Laura laughed. “And I’ve been wonderin’ all this time if you weren’t in it too, and helpin’. I gave you credit for more sense than it seems you’ve got.”
“Look here, Laura, how would you like to see John up at
the Assizes for smuggling?”
“He won’t be. Do you suppose there’s a man, woman, or child for miles around that would give Lord Wellende away, even if they knew? Ben and John, though I says it as shouldn’t, haven’t an enemy about the place.” There was a long pause. “But, you see, no one knows who isn’t in it themselves. At the most a fisherman may suspect, or just wonder, but at heart he’s all for the smuggler, quite apart from the fact that he’d never do ‘his lordship’ a bad turn, not if he knew it.”

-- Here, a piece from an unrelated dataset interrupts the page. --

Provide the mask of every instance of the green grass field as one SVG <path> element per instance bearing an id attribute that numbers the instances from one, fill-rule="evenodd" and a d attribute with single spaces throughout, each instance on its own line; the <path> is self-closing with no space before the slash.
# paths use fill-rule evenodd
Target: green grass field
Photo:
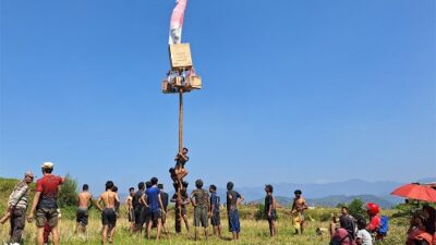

“No,” said Prudence slowly, “but it might be found out from outside, so to speak.” She was thinking of Harry Studde and what he’d said to her. If the authorities were on the watch—Suddenly she remembered something else.
“Did you hear them say on the wireless the other night that there was smuggling along the East Coast, and how many people had been convicted?”
“Yes,” laughed Mrs. Heale. “It was funny. John and I were sittin’ together and I looked at him and he looked at me, and we both laughed, but even then he never spoke—I hoped he would.”
“Well, I don’t like it,” said Prudence.
“No one here will give them away. I don’t suppose you realize quite how strong Ben’s hold on the country-side is. Talk about Socialism and Communism in England, faugh! Why, you know when Mrs. Woodcock was dyin’. I went to see her, and the thing that was worryin’ her most was, who was goin’ ‘to see to his lordship’s shootin’ lunch? I’ve got it as he liked it for five-and-fifty years, ma’am.’ That was what that woman was thinkin’ of, as she lay dyin’, not herself! Socialism! Faugh!”
“Yes,” said Prudence soberly, “that spirit is wonderful.” A pause. “But you know if people like them are smuggling, it’s something like drugs, and if they are smuggling drugs, aren’t they bound to be doing harm to someone, putting the stuff into the hands of people who oughtn’t to have it?”